Is It Fraud?
I have worked in the human resources field for many years and learned the labor laws for the states of New Mexico, Nevada, Oregon, Washington State, California, Pennsylvania, and even Florida. Before you learn if you can indeed report unemployment fraud, check to see if the state where you do business considers over-abusing the unemployment insurance system fraudulent?
Some states are pro employer and some are pro employee. For example, in Pennsylvania and many states in the Eastern part of the US, workers are only eligible to receive unemployment insurance if they lost their job through no fault of their own. This means if an employee was laid off or the business closed, they are usually eligible for unemployment insurance.

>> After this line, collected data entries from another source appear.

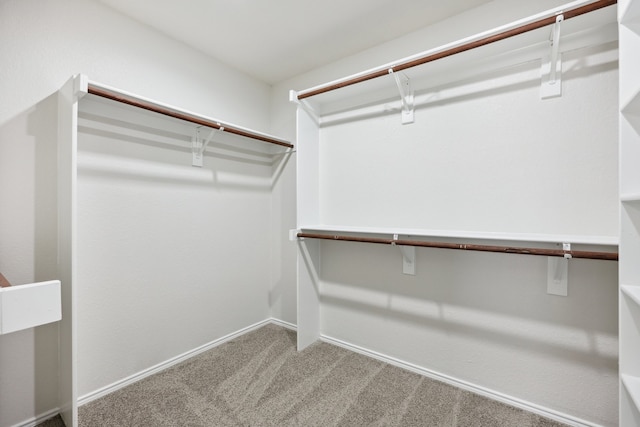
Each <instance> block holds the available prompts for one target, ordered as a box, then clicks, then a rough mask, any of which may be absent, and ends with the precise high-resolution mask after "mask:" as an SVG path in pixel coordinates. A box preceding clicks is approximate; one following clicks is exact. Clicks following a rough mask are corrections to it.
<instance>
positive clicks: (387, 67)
mask: <svg viewBox="0 0 640 427" xmlns="http://www.w3.org/2000/svg"><path fill="white" fill-rule="evenodd" d="M616 3H617V0H598V1H596V2H594V3H590V4H587V5H585V6H580V7H577V8H575V9H571V10H567V11H563V12H562V14H563V15H564V19H565V20H566V19H571V18H575V17H576V16H580V15H584V14H585V13H589V12H593V11H595V10H599V9H602V8H604V7H607V6H612V5H614V4H616ZM555 22H556V17H555V16H550V17H548V18H544V19H540V20H538V21H534V22H531V23H529V24H525V25H522V26H520V27H516V28H513V29H511V30H507V31H503V32H501V33H498V34H495V35H492V36H488V37H485V38H482V39H480V40H476V41H472V42H469V43H465V44H462V45H460V46H455V47H452V48H450V49H446V50H443V51H441V52H436V53H433V54H430V55H426V56H423V57H419V58H416V59H412V60H409V61H406V62H401V63H399V64H397V65H393V66H390V67H385V68H384V69H381V70H378V71H372V72H370V73H366V74H363V75H360V76H358V77H353V78H351V79H346V80H343V81H341V82H337V83H331V84H328V85H326V86H323V87H319V88H317V89H311V90H309V91H308V92H300V93H298V99H304V98H309V97H311V96H315V95H319V94H321V93H325V92H330V91H332V90H336V89H340V88H343V87H346V86H351V85H354V84H356V83H361V82H364V81H367V80H371V79H375V78H378V77H382V76H386V75H388V74H389V73H390V71H393V72H398V71H402V70H406V69H407V68H411V67H416V66H418V65H423V64H426V63H428V62H433V61H436V60H438V59H442V58H446V57H447V56H452V55H456V54H458V53H462V52H466V51H467V50H471V49H475V48H478V47H481V46H485V45H488V44H491V43H494V42H497V41H500V40H504V39H507V38H509V37H514V36H517V35H519V34H523V33H526V32H529V31H533V30H537V29H538V28H542V27H546V26H547V25H552V24H555Z"/></svg>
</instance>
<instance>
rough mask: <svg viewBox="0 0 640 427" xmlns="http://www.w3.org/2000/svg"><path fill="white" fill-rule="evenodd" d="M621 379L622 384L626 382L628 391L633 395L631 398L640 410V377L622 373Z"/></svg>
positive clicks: (633, 402)
mask: <svg viewBox="0 0 640 427" xmlns="http://www.w3.org/2000/svg"><path fill="white" fill-rule="evenodd" d="M620 379H621V380H622V384H624V388H626V389H627V392H628V393H629V395H630V396H631V400H632V401H633V403H634V404H635V405H636V408H637V409H638V411H640V378H638V377H634V376H632V375H625V374H621V375H620Z"/></svg>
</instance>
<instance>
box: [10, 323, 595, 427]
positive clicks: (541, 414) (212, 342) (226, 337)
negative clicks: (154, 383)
mask: <svg viewBox="0 0 640 427" xmlns="http://www.w3.org/2000/svg"><path fill="white" fill-rule="evenodd" d="M267 324H274V325H278V326H281V327H284V328H287V329H290V330H293V331H297V329H298V328H297V326H296V325H294V324H293V323H290V322H286V321H284V320H280V319H276V318H269V319H265V320H263V321H260V322H258V323H255V324H253V325H250V326H247V327H246V328H243V329H240V330H238V331H236V332H233V333H231V334H228V335H225V336H224V337H221V338H219V339H217V340H214V341H211V342H210V343H207V344H205V345H202V346H200V347H197V348H195V349H193V350H190V351H188V352H185V353H183V354H181V355H179V356H176V357H174V358H172V359H169V360H167V361H165V362H162V363H159V364H157V365H155V366H152V367H150V368H148V369H145V370H143V371H140V372H138V373H136V374H134V375H131V376H129V377H127V378H124V379H122V380H120V381H116V382H114V383H112V384H110V385H108V386H106V387H103V388H100V389H98V390H96V391H93V392H91V393H88V394H86V395H84V396H82V397H80V398H79V399H78V406H82V405H84V404H86V403H89V402H91V401H93V400H95V399H99V398H101V397H103V396H106V395H107V394H110V393H113V392H114V391H116V390H119V389H121V388H123V387H126V386H128V385H130V384H133V383H135V382H137V381H140V380H142V379H143V378H146V377H148V376H150V375H153V374H156V373H158V372H160V371H162V370H164V369H167V368H169V367H171V366H173V365H175V364H178V363H180V362H183V361H185V360H187V359H189V358H191V357H194V356H196V355H198V354H200V353H202V352H205V351H207V350H210V349H212V348H215V347H217V346H219V345H221V344H224V343H225V342H227V341H230V340H232V339H234V338H237V337H239V336H241V335H244V334H246V333H248V332H251V331H254V330H256V329H258V328H260V327H262V326H264V325H267ZM320 339H321V340H322V341H324V342H327V343H329V344H333V345H336V346H338V347H342V348H345V349H347V350H350V351H353V352H356V353H359V354H362V355H365V356H368V357H371V358H374V359H377V360H380V361H382V362H385V363H388V364H390V365H393V366H397V367H400V368H403V369H406V370H409V371H411V372H415V373H417V374H419V375H423V376H425V377H427V378H433V379H435V380H438V381H441V382H444V383H446V384H450V385H452V386H454V387H458V388H460V389H463V390H467V391H470V392H472V393H476V394H479V395H481V396H485V397H487V398H489V399H493V400H496V401H499V402H502V403H505V404H507V405H510V406H514V407H516V408H520V409H523V410H526V411H529V412H533V413H535V414H538V415H541V416H543V417H546V418H550V419H552V420H556V421H559V422H562V423H565V424H568V425H570V426H576V427H585V426H586V427H601V426H599V425H598V424H594V423H591V422H589V421H586V420H582V419H578V418H576V417H573V416H571V415H567V414H564V413H561V412H558V411H554V410H552V409H549V408H545V407H542V406H539V405H536V404H534V403H531V402H527V401H525V400H522V399H518V398H516V397H513V396H509V395H506V394H503V393H500V392H497V391H495V390H491V389H488V388H485V387H482V386H479V385H476V384H472V383H469V382H466V381H463V380H460V379H457V378H454V377H451V376H448V375H445V374H441V373H439V372H436V371H432V370H430V369H426V368H424V367H421V366H418V365H414V364H412V363H408V362H405V361H403V360H400V359H396V358H394V357H391V356H387V355H385V354H382V353H379V352H376V351H372V350H369V349H366V348H363V347H359V346H356V345H353V344H350V343H348V342H345V341H342V340H339V339H336V338H333V337H330V336H327V335H321V336H320ZM57 413H58V410H57V409H55V410H51V411H48V412H47V413H45V414H42V415H40V416H39V417H38V418H37V419H36V418H34V419H32V420H29V421H26V422H25V423H22V424H17V425H15V426H12V427H33V426H35V425H36V424H38V423H40V422H42V421H45V420H46V419H48V418H51V417H53V416H55V415H56V414H57Z"/></svg>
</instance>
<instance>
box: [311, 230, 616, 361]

In other states, such as New Mexico and Nevada, which are more pro employee states, a person who has been terminated, even for misconduct, may still be eligible for unemployment benefits.

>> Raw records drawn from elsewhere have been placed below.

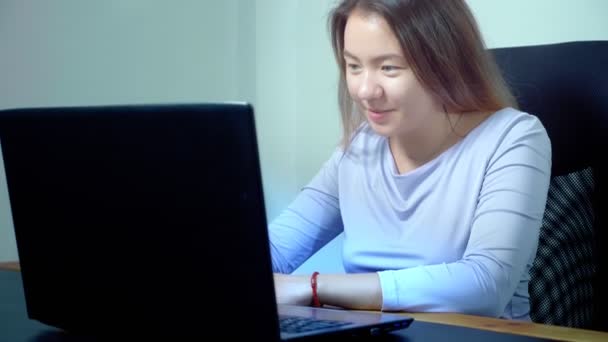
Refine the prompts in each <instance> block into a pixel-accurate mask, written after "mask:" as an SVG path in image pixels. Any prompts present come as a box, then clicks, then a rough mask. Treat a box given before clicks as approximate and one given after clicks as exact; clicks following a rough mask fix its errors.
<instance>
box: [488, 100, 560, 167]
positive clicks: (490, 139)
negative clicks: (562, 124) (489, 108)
mask: <svg viewBox="0 0 608 342" xmlns="http://www.w3.org/2000/svg"><path fill="white" fill-rule="evenodd" d="M482 125H483V126H484V129H483V130H481V132H479V140H480V141H481V142H482V144H483V145H485V148H489V149H490V152H491V159H492V160H494V161H496V160H497V159H500V158H507V159H510V157H515V158H524V157H525V158H529V157H532V155H534V159H537V161H538V162H541V163H543V164H544V163H545V162H548V163H549V164H550V162H551V141H550V139H549V135H548V134H547V130H546V129H545V127H544V125H543V124H542V122H541V121H540V120H539V119H538V117H536V116H535V115H533V114H530V113H526V112H522V111H520V110H517V109H514V108H504V109H502V110H499V111H497V112H495V113H493V114H492V115H490V116H489V117H488V118H487V119H486V120H485V121H484V123H483V124H482Z"/></svg>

While the US Department of Labor (DOL) requires that every state have and make rules for their own unemployment insurance benefit program, the DOL does not require state policies to be equal across the board.
Before you consider how to report unemployment fraud, if you suspect it, call your state’s Department of Labor and ask about the rules on unemployment benefits and who is eligible to receive it. You should also inquire for how many weeks someone may receive unemployment insurance and what steps the DOL takes to ensure they are actively seeking another job.